Next, lncRNA ENSBTAT00000084749 has two predicted targets due to their proximity to the lncRNA (Table 2). The first predicted target which is located upstream is solute carrier organic anion transporter family member 4A1 (SLCO4A1). This gene is highly expressed in colon cancers and promotes the cancers’ proliferation51. The second predicted target is the miRNA bta-mir-133a-1 and is located downstream. This miRNA has been linked to human cardiac remodeling52, as well as in muscle development in beef cattle53. As shown in Table 2, this lncRNA is over-expressed in the mastitic samples (FC = 6.60, FDR = 1.43E-02); however, the relationship between this lncRNA and its predicted targets is unknown, so further research should look at the potential impact its expression may have on SLCO4A1 and bta-mir-133a-1. The correlation between expression levels of the lncRNA and both of these predicted targets was observed to be not significant in our dataset.

The lncRNA ENSBTAT00000086278 overlaps with toll-like receptor 8 (TLR8) and therefore this is its predicted target. No significant correlation between the two was found. The family of toll-like receptors (TLRs) are a family of highly conserved pattern-recognition receptors which are essential for host immune response54 and triggering the onset of the inflammatory cascade55. The lncRNA is over-expressed in the mastitic samples (FC = 8.91, FDR = 3.27E-02), therefore, over-expression of TLR8 could impact its ability to carry out important roles in the host immune response. Therefore, future research should investigate the relationship between this lncRNA / mRNA to determine the impact on the host’s immune response.

The lncRNA ENSBTAT00000084307 is predicted to interact with the upstream gene serum / glucocorticoid regulated kinase 1 (SGK1) which has roles in promoting glucose metabolism56. The role of SGK1 in bovine mastitis is not currently known; however, previous research conducting gene expression and GWAS have shown that it is commonly DE between mastitic and healthy tissue conditions57. In our study, the lncRNA that is predicted to interact with SGK1 is over-expressed in the mastitic samples (FC = 45.79, FDR = 2.16E-03) and thus, further research is warranted to better understand the relationship of this lncRNA/ mRNA in relation to mastitis or immune response. The correlation between the lncRNA and the isoform of SGK1 (SGKI_2) expression levels was positive (r = 0.82) and significant (P-value = 0.05).

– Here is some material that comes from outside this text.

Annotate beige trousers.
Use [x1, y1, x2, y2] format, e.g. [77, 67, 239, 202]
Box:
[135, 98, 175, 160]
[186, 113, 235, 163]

Lastly, ENSBTAT00000070418_2 and ENSBTAT00000082333 and their predicted targets were both previously discussed as they were the most over-expressed and under-expressed annotated lncRNA and therefore, not be further mentioned. Additionally, 5 of the lncRNAs in Table 2 have the same predicted targets of other DE lncRNA previously discussed throughout the manuscript, therefore, their functions will not be discussed. The first lncRNA, ENSBTAT00000068605 is overlapping and predicted to interact with TRIB1 (FC = 19.82, FDR = 2.37E-02). The second lncRNA ENSBTAT00000069074 is predicted to interact with both bta-mir-10163 and EMB, which are both located upstream from the lncRNA (FC = 25.06, FDR = 4.09E-03). Only the interaction between the lncRNA and EMB was significantly positively correlated (r = 0.94, P-value = 0.00) in the healthy group. Lastly, the lncRNAs ENSBTAT00000070418_1, ENSBTAT00000070418_3 and ENSBTAT00000070418_4 were predicted to interact with the downstream gene PIK3R4 and are all over-expressed in the mastitic samples compared to the healthy samples (FC = 25.41, FDR = 3.06E-03; FC = 46.89, FDR = 4.37E-02; FC = 27.38, FDR = 3.14E-03, respectively). When looking at the correlations, there were significant interactions between ENSBTAT00000070418_1 and PIK3R4_1 (r = 0.83; P-value = 0.04) in the healthy group, ENSBTAT00000070418_1 and PIK3R4_3 (r = 0.94; P-value = 0.01) in the mastitic group and ENSBTAT00000070418_2 in the healthy group (r = −0.82; P-value = 0.05; Supplementary Table 2).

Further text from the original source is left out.